- Occupation: Climate change activist
- Employer: Barranquilla +20

= Xiomara Acevedo =

Colombian climate activist; founder and CEO of Barranquilla +20

Xiomara Acevedo is a Colombian climate change activist. As founder and CEO of the NGO Barranquilla +20, she has argued for the inclusion of women and young people's voices in climate justice.

== Career ==
Acevedo founded Barranquilla +20 in 2012, and as of 2022, is the CEO. Barranquilla +20 is a youth-led non-governmental organization focused on climate activism and environmentalism in Barranquilla and throughout Latin America.

Acevedo co-founded the network "El Orinoco se adapta" (Orinoco adapts), which uses a gender-based approach toward addressing and adapting to climate change in the Orinoquía natural region, around 2014.

In 2015, Acevedo worked for the World Wide Fund for Nature in Paraguay.

From 2016 to 2019, Acevedo worked as a climate change expert for the government of Nariño, Colombia, coordinating climate change policy.

In 2021, Acevedo attended the 2021 United Nations Climate Change Conference (COP26), as part of the Women and Gender Constituency. She advocated for the importance of women's rights in achieving climate justice.

Acevedo directs the Women for Climate Justice project (a project of Barranquilla +20), a 2021 initiative that emphasizes the climate leadership of young women from across Colombia. Barranquilla +20 was awarded $50,000 for the project by the Bill & Melinda Gates Foundation in 2021.

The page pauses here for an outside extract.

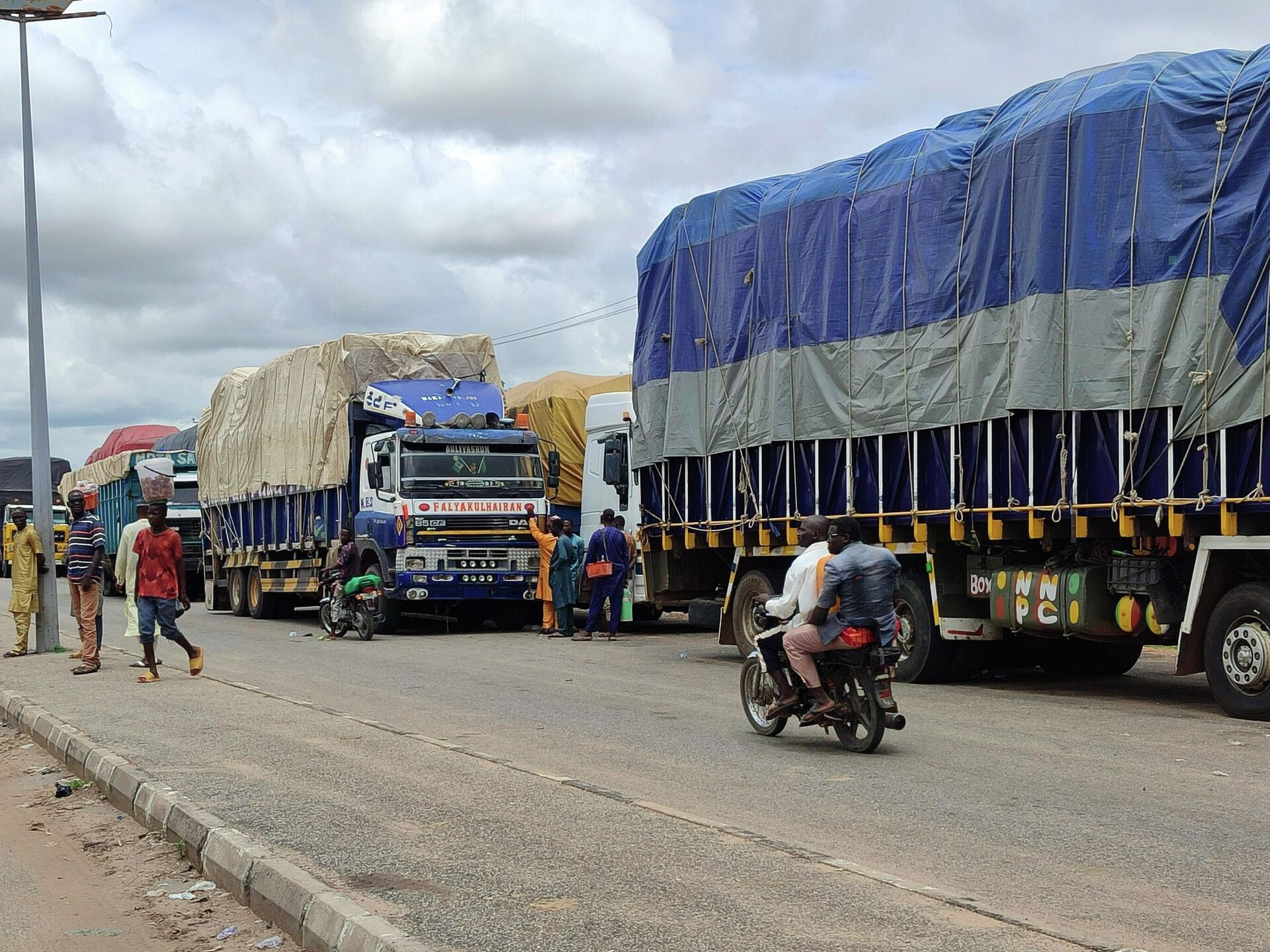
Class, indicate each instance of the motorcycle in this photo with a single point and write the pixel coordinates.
(349, 607)
(859, 680)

Acevedo is on the steering committee of the Global Youth Biodiversity Network and the Youth Fund Committee of the Global Youth Climate Action Fund.

== Personal life ==
Acevedo is from Barranquilla, Colombia.

Acevedo is a graduate of Universidad del Norte, Colombia, from which she took a degree in international relations, with a focus on international law. Acevedo attended the Frankfurt School of Finance & Management, where she studied climate finance.